As an example, consider the PFS curves from the KEYNOTE-042 trial36 (Fig 1), which compared pembrolizumab with chemotherapy in first-line, metastatic non–small-cell lung cancer. This is a good example for evaluating alternative methods, because the observed survival curves cross, implying nonproportional hazards. The standard log-rank test is not significant with a hazard ratio (HR) estimate of 1.07. Using the late-emphasis test in this immunotherapy setting allows one to focus the comparison of the separation in the tails of the PFS curves, rejecting the null hypothesis in favor of pembrolizumab with a one-sided P < .0001 (individual patient data are reconstructed37 from Fig 1). The drawback with this approach, however, is that if the treatment effect is not delayed, then using the late-emphasis test will result in a considerable loss of power as compared with the standard log-rank test. Moreover, because it down-weights the early events, the late-emphasis test does not properly account for existence of early harm, potentially leading to clinically incorrect conclusions. For example, it is possible to have the experimental-arm survival curve always below the control-arm curve but with the late-emphasis test rejecting the null hypothesis in favor of the experimental-treatment arm (Fig A1).

FIG 1.

FIG 1.

Progression-free survival curves for patients with non–small-cell lung cancer in the KEYNOTE-042 trial for the PD-L1 TPS 1% or greater population. This is Figure 3C from Mok et al.36 The individual patient data were reconstructed by digitizing the progression-free survival curves using WebPlotDigitizer (https://automeris.io/WebPlotDigitizer/) and then using the algorithm from Guyot et al.37 All statistical tests presented in this paper were done using these reconstructed data. HR, hazard ratio.
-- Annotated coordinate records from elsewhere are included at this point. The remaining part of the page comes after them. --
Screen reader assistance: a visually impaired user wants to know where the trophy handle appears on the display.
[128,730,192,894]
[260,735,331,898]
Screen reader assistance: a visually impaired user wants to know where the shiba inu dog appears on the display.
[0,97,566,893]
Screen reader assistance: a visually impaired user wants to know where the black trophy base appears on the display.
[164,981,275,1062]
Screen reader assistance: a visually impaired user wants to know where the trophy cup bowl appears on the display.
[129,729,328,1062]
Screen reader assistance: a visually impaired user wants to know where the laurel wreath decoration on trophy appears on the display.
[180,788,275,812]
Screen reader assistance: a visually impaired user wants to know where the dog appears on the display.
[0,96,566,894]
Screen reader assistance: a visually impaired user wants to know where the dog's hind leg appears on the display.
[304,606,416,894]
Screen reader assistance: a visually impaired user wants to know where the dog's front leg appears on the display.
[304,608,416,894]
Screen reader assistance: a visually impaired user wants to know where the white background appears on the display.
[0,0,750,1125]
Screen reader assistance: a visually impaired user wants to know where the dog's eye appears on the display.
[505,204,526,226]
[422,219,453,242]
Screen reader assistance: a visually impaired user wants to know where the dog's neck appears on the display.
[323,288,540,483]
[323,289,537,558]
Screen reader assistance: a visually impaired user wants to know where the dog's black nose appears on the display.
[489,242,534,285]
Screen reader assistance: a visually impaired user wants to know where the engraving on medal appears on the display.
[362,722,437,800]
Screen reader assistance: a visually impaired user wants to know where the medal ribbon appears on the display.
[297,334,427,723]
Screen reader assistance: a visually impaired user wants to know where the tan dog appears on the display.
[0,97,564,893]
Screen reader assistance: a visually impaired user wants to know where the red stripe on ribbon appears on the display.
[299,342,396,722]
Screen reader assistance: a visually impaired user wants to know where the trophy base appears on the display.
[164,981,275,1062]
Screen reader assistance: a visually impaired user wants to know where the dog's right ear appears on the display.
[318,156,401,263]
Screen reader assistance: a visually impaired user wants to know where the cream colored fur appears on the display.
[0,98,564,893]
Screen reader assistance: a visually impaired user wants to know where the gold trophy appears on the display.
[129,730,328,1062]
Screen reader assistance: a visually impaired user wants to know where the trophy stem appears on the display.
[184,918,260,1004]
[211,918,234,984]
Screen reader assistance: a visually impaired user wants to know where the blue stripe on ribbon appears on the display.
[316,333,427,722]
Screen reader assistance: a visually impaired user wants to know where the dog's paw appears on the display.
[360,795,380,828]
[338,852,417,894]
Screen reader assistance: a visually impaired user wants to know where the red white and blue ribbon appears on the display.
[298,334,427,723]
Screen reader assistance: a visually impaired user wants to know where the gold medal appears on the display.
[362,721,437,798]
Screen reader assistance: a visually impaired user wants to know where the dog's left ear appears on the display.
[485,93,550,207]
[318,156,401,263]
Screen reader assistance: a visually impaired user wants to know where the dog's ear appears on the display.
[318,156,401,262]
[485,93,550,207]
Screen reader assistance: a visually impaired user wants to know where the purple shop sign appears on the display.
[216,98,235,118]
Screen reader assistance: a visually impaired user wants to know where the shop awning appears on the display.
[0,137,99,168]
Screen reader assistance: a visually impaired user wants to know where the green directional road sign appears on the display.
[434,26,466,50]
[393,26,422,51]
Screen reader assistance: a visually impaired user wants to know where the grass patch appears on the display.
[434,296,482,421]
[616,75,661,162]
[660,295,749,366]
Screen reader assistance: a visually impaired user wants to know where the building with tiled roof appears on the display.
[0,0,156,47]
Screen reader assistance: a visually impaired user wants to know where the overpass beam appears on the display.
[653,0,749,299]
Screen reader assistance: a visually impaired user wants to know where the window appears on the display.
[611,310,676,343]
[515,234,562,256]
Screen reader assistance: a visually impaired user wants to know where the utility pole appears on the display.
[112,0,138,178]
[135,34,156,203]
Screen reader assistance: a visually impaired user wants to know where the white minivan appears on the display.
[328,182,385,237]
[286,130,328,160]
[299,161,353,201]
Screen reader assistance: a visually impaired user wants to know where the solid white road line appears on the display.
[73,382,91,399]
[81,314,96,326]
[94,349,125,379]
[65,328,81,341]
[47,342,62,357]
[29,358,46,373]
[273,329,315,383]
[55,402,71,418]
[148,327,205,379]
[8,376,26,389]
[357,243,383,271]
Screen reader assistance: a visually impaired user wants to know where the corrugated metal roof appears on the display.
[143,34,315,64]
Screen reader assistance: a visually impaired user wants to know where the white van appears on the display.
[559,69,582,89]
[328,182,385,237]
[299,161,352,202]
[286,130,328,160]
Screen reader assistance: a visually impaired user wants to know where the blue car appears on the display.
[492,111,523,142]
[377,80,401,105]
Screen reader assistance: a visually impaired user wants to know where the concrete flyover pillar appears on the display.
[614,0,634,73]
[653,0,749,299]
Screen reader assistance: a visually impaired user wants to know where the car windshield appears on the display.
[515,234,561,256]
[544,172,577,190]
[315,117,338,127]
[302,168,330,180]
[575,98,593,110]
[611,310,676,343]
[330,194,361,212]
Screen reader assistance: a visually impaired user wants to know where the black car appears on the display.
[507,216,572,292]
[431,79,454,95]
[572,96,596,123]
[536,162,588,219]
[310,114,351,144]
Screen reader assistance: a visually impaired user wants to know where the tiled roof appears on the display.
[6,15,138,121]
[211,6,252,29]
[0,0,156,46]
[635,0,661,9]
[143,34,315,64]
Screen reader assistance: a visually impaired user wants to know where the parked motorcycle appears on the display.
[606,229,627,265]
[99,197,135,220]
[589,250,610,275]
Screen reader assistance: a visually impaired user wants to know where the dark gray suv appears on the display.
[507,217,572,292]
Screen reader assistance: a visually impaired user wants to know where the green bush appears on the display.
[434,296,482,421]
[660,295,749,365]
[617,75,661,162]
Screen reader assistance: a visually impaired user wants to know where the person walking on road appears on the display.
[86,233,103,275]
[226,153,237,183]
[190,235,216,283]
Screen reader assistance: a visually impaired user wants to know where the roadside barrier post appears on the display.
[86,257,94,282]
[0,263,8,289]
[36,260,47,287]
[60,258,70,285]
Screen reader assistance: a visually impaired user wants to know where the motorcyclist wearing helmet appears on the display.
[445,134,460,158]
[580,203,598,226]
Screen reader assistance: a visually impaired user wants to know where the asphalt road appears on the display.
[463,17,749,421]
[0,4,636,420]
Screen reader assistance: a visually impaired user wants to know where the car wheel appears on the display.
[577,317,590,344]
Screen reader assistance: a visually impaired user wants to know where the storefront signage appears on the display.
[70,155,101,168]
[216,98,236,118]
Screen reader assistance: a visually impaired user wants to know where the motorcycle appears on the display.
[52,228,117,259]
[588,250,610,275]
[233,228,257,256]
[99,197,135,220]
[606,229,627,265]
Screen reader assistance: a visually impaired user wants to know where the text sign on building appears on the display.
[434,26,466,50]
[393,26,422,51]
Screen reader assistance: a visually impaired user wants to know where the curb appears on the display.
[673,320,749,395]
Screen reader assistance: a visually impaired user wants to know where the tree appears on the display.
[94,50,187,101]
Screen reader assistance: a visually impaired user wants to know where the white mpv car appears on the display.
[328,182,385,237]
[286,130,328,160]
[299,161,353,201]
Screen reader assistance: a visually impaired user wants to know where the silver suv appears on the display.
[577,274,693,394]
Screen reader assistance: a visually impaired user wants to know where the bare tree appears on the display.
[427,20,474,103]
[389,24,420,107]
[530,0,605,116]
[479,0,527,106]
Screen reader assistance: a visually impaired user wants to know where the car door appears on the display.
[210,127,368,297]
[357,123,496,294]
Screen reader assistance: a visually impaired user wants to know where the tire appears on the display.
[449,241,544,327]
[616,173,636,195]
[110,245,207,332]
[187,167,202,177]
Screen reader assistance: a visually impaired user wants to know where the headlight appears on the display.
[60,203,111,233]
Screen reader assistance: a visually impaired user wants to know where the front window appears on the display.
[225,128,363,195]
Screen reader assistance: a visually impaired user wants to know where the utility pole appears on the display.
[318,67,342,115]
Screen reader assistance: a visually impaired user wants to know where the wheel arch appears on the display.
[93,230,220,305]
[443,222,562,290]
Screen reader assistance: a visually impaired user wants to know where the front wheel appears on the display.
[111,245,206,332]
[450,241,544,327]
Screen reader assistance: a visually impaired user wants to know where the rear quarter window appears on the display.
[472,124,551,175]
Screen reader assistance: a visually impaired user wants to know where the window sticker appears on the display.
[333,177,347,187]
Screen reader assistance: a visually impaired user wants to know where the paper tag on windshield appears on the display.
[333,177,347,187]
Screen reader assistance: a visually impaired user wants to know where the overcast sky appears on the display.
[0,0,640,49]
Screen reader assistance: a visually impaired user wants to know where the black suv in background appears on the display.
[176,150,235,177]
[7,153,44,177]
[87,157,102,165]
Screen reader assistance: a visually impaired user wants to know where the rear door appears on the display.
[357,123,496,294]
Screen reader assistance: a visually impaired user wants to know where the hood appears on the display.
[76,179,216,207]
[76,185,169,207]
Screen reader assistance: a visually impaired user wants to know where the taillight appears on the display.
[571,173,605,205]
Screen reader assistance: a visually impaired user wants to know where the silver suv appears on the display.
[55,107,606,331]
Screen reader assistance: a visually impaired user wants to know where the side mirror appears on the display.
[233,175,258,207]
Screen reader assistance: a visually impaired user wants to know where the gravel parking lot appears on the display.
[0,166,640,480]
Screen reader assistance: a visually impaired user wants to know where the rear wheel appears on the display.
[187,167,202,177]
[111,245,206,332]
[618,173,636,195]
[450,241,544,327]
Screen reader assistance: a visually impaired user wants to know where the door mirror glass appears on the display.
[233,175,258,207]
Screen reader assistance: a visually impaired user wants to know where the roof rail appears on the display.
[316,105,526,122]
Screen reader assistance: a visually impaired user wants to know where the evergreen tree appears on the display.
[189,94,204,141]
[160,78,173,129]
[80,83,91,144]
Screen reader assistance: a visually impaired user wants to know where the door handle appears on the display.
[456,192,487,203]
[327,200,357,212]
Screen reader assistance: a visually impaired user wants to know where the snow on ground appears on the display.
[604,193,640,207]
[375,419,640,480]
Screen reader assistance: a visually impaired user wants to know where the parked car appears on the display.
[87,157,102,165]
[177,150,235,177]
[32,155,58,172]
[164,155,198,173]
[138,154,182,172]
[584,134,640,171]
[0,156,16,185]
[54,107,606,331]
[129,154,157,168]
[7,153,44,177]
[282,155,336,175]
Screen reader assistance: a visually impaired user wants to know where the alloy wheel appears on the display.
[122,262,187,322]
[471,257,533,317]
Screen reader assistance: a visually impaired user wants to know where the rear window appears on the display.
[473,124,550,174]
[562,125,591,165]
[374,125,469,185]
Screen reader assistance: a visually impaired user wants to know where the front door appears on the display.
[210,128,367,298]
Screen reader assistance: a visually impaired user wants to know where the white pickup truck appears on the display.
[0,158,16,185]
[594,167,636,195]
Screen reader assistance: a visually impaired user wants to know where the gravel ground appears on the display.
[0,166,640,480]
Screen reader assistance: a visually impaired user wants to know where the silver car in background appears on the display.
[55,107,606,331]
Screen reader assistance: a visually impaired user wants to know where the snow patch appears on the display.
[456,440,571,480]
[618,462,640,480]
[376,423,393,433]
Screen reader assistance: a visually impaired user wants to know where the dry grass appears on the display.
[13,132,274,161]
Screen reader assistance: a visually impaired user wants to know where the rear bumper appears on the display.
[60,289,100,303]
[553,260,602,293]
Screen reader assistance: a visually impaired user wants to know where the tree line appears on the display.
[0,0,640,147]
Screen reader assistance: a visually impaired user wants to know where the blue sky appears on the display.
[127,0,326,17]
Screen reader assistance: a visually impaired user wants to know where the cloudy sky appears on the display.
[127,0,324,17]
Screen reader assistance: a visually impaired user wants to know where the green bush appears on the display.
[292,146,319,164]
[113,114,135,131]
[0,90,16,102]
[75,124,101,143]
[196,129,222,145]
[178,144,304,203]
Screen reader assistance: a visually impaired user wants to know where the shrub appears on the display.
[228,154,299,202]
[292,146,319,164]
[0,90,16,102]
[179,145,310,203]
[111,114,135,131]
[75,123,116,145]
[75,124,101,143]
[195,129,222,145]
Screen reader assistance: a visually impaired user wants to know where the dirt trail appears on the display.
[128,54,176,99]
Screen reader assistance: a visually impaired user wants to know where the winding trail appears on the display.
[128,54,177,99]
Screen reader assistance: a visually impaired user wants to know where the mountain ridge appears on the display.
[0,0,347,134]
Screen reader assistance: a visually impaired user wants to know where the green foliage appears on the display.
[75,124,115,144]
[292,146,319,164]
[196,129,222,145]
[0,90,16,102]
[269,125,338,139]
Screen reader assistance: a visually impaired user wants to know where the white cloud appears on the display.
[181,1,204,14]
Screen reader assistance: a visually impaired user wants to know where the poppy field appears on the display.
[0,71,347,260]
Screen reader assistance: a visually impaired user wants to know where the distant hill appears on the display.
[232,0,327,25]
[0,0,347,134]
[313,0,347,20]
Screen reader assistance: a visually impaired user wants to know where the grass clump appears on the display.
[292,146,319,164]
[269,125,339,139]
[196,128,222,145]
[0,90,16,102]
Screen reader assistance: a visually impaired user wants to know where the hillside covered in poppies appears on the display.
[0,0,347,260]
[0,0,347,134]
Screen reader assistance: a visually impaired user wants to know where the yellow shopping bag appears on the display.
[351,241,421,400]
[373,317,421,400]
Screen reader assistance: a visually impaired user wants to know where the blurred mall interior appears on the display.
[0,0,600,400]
To avoid the potential loss of power with using the late-emphasis test, numerous versatile testing procedures have been developed that involve multiple weighted log-rank tests.38-40 For example, Karrison40 suggested using the maximum of the log-rank, early-emphasis, and late-emphasis tests as the test statistic. However, as noted by Karrison,40 these tests can reject the null hypothesis both in favor of the experimental treatment and in favor of control treatment on the same data. Indeed, when applied to KEYNOTE-04236,37 to test the superiority of pembrolizumab, the maximum test rejects the null hypothesis in favor of pembrolizumab (one-sided P < .0001); at the same time, when applied to the same data to test the superiority of chemotherapy, the maximum test rejects the null hypothesis in favor of chemotherapy (one-sided P < .0001). The same result is obtained from the Max-Combo test,25 which additionally includes a test (G1,1) that gives more weight to the middle portion of the survival curves. This is an unfortunate situation, given that there would not appear to be any clinically meaningful overall advantage established for either arm. (Note that although the curves suggest a potential subpopulation that may benefit from pembrolizumab, this subpopulation needs to be prospectively identified to improve treatment.)

The other commonly discussed approach to accommodate nonproportional hazards is the RMST, which graphically corresponds to the area under the Kaplan-Meier curve over a specified time.τ.41-44 An RMST test is based on the area between the experimental arm and the control arm Kaplan-Meier curves up to time τ: the larger the area, the greater the treatment effect. Although there is no proportional hazards assumption required for this analysis, it does have the major limitation that the area between the curves is only calculated up to a specified time τ, and the statistical significance of the results depends on the chosen τ.16,22 For example, in comments1,6,8,12,21 on trial reports published in Journal of Clinical Oncology that suggested using the RMST, the chosen τs were 15, 21, 24, 45, 48 and 108 months. Because the selection of τ in these comments appears to be based on the observed Kaplan-Meier curves, the statistical significance quoted for the RMST is potentially exaggerated if the τs were chosen to maximize the statistical significance. On the other hand, prospectively selecting τ before the study starts can be challenging because of the uncertainties about what the survival curves will look like, and a poor choice could result in dramatically reduced power.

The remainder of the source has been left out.